When Mark Bather took the job of Rowlands managing director last year, he could not have anticipated the challenges that 2020 would bring for community pharmacy, not to mention the rest of the world.
It was already a bewildering time for the sector, with Rowlands’ competitors reeling from the impact of funding cuts. When Mr Bather joined in June 2019, the multiple had put 70 of its branches up for sale. Later that month, Boots announced it was closing 200 loss-making branches. In August that year, Lloydspharmacy said there would “definitely” be more closures across the sector.
Then COVID-19 struck pharmacy with a tidal wave of demand. In July, Boots and Lloydspharmacy both announced potential COVID-19 related job losses – although Boots said pharmacy teams were “not expected” to be among its 4,000 staff affected.

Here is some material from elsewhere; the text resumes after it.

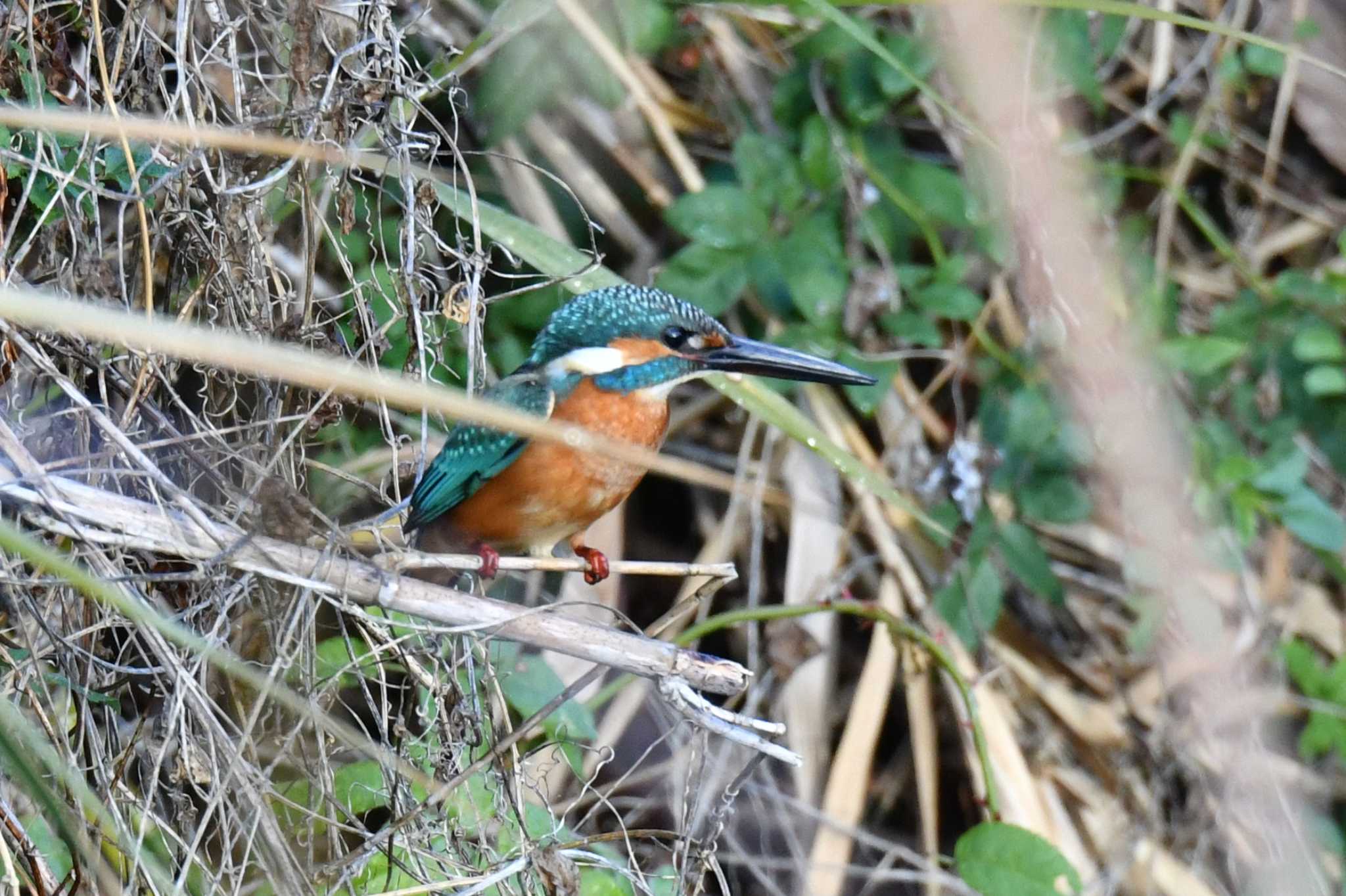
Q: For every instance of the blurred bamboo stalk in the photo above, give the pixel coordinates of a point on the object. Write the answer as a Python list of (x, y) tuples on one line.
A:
[(1073, 291)]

On pharmacy closures and job cuts Rowlands has remained quiet, but changes to the company structure are oncoming. In a briefing sent to Rowlands staff this month, the company said it had undertaken a UK-wide review of its pharmacies that would entail “changes to our retail structure across the estate” so the chain could “remain relevant” – including a reduction in working hours. Mr Bather spoke exclusively to C+D in a Skype interview at the end of July about its plans for the future from a sparsely populated Rowlands head office in Runcorn, Cheshire.
The most extreme changes to the multiple would be pharmacy closures. When asked directly if there are any Rowlands closures planned in the near future, Mr Bather says “no”. However, he adds that he thinks “merge and close is a good option – where you have one or two underperforming pharmacies in a particular area, you can consolidate into one branch and utilise the teams you’ve got”, he says.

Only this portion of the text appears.